监控告警¶
TKE 提供基于 Prometheus 的监控方案(TMP,Tencent Managed Prometheus),支持集群级别的指标采集、自定义告警规则和可视化大盘。本文介绍如何为 TKE 集群配置生产级监控。
📋 前置条件¶
- 已创建 TKE 集群(版本 1.20+)
- 已开通腾讯云 TMP(Managed Prometheus)服务
- 已安装 kubectl 并配置 kubeconfig
- 了解 Prometheus/PromQL 基础概念
🏗️ TKE 监控架构¶
graph TB
subgraph "TKE 集群"
Pods[应用 Pods<br/>暴露 /metrics]
NodeExporter[node-exporter<br/>节点指标]
KSM[kube-state-metrics<br/>K8s 资源状态]
Agent[Prometheus Agent<br/>采集 & 远程写入]
end
subgraph "腾讯云 TMP"
Storage[指标存储<br/>长期保留]
Alert[AlertManager<br/>告警路由]
Grafana[Grafana<br/>可视化大盘]
end
Pods --> Agent
NodeExporter --> Agent
KSM --> Agent
Agent -->|Remote Write| Storage
Storage --> Alert
Storage --> Grafana
Alert -->|通知| Webhook/企业微信/邮件 🚀 快速接入 TMP¶
方式一:控制台一键接入(推荐)¶
- 进入 TMP 控制台
- 创建 Prometheus 实例(选择与集群同 VPC)
- 进入实例 → 集成容器服务 → 关联 TKE 集群
- TKE 会自动部署采集组件,约 3 分钟完成
方式二:kubectl 手动部署¶
# 安装 kube-prometheus-stack
helm repo add prometheus-community https://prometheus-community.github.io/helm-charts
helm repo update
helm install kube-prometheus prometheus-community/kube-prometheus-stack \
--namespace monitoring \
--create-namespace \
--set prometheus.prometheusSpec.remoteWrite[0].url="https://tmp-xxx.ap-guangzhou.tmp.tencentcos.cn/api/v1/prom/write" \
--set prometheus.prometheusSpec.remoteWrite[0].basicAuth.username.name=tmp-secret \
--set prometheus.prometheusSpec.remoteWrite[0].basicAuth.username.key=username \
--set prometheus.prometheusSpec.remoteWrite[0].basicAuth.password.name=tmp-secret \
--set prometheus.prometheusSpec.remoteWrite[0].basicAuth.password.key=password
# 验证部署
kubectl get pods -n monitoring
📊 核心监控指标¶
集群健康指标¶
# 节点就绪率
sum(kube_node_status_condition{condition="Ready",status="true"}) / count(kube_node_info) * 100
# Pod 运行率
sum(kube_pod_status_phase{phase="Running"}) / sum(kube_pod_status_phase) * 100
# API Server 请求延迟(P99)
histogram_quantile(0.99, rate(apiserver_request_duration_seconds_bucket[5m]))
工作负载指标¶
# Deployment 期望副本数 vs 实际副本数
kube_deployment_spec_replicas - kube_deployment_status_replicas_available
# 容器 CPU 使用率(%)
rate(container_cpu_usage_seconds_total{container!=""}[5m])

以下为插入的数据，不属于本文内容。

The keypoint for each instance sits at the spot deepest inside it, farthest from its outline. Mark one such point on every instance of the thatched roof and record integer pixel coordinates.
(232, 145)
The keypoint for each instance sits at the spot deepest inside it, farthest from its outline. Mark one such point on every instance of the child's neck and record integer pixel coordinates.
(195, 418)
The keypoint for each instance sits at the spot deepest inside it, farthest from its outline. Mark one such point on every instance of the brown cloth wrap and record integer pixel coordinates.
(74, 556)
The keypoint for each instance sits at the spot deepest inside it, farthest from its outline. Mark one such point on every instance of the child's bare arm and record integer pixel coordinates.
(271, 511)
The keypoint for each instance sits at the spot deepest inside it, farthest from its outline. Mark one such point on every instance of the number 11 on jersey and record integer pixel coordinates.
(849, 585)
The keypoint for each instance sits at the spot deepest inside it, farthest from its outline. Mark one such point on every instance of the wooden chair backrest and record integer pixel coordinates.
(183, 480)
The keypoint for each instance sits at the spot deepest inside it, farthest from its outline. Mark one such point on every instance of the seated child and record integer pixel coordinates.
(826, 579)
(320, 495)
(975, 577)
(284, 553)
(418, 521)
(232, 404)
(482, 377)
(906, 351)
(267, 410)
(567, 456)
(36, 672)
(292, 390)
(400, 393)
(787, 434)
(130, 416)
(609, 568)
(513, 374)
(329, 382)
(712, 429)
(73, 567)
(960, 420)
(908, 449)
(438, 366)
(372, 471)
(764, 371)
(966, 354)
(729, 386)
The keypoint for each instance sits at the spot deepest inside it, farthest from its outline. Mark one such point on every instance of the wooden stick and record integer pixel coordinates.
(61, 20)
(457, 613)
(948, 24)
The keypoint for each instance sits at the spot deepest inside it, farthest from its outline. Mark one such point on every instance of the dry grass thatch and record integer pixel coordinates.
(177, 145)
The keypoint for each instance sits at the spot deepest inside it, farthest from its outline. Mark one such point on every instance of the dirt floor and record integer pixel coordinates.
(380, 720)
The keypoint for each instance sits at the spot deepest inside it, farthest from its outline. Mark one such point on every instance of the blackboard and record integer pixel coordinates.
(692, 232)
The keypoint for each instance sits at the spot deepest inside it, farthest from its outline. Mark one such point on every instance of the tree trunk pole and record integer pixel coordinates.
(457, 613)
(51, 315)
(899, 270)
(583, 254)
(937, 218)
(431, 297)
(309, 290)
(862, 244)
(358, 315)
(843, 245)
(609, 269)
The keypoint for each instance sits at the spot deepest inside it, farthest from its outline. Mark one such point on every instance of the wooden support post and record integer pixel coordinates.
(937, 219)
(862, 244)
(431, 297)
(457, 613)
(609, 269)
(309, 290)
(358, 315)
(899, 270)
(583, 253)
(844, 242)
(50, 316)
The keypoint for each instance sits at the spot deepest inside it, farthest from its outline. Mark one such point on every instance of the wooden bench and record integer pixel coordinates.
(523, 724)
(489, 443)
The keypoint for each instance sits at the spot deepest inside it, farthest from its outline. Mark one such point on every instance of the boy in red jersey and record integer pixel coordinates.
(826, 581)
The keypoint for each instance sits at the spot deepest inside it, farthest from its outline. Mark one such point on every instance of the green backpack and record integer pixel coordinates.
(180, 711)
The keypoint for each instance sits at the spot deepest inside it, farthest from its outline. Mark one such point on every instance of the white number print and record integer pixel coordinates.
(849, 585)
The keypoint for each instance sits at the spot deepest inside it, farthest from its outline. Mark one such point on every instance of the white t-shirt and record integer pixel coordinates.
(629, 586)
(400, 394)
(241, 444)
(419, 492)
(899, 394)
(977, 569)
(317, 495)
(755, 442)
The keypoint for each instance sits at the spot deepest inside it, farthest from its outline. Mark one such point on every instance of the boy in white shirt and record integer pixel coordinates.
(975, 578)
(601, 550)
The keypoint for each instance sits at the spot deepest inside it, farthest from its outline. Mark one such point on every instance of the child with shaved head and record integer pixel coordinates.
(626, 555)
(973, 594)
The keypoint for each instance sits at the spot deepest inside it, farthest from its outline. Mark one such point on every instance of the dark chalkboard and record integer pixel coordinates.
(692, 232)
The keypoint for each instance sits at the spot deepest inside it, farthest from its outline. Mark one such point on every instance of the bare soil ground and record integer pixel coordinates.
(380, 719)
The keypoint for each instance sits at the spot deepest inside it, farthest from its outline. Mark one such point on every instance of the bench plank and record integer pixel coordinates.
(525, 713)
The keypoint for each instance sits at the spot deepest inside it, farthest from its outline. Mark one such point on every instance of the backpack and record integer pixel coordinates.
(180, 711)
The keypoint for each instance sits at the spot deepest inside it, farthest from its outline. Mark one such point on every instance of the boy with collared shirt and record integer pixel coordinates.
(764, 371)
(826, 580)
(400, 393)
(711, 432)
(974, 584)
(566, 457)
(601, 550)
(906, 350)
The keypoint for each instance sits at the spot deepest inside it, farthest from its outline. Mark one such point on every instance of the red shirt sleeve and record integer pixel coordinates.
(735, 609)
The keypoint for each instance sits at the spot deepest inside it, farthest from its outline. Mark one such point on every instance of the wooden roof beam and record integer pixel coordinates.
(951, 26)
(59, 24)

/ on(pod, container) kube_pod_container_resource_limits{resource="cpu"} * 100
# 容器内存使用率(%)
container_memory_working_set_bytes{container!=""}
/ on(pod, container) kube_pod_container_resource_limits{resource="memory"} * 100
节点资源指标¶
# 节点 CPU 使用率
100 - (avg by(instance) (rate(node_cpu_seconds_total{mode="idle"}[5m])) * 100)
# 节点内存使用率
(1 - node_memory_MemAvailable_bytes / node_memory_MemTotal_bytes) * 100
# 节点磁盘使用率
(1 - node_filesystem_avail_bytes{mountpoint="/"} / node_filesystem_size_bytes{mountpoint="/"}) * 100
🔔 告警规则配置¶
创建 PrometheusRule¶
# alert-rules.yaml
apiVersion: monitoring.coreos.com/v1
kind: PrometheusRule
metadata:
name: tke-cluster-alerts
namespace: monitoring
labels:
prometheus: kube-prometheus # 必须匹配 Prometheus 的 ruleSelector
spec:
groups:
- name: cluster.health
interval: 30s
rules:
# 节点不可用告警
- alert: NodeNotReady
expr: kube_node_status_condition{condition="Ready",status="true"} == 0
for: 5m
labels:
severity: critical
annotations:
summary: "节点 {{ $labels.node }} 不可用"
description: "节点已持续 5 分钟未就绪,请检查节点状态"
# Pod 频繁重启
- alert: PodCrashLooping
expr: rate(kube_pod_container_status_restarts_total[15m]) > 0.25
for: 5m
labels:
severity: warning
annotations:
summary: "Pod {{ $labels.namespace }}/{{ $labels.pod }} 频繁重启"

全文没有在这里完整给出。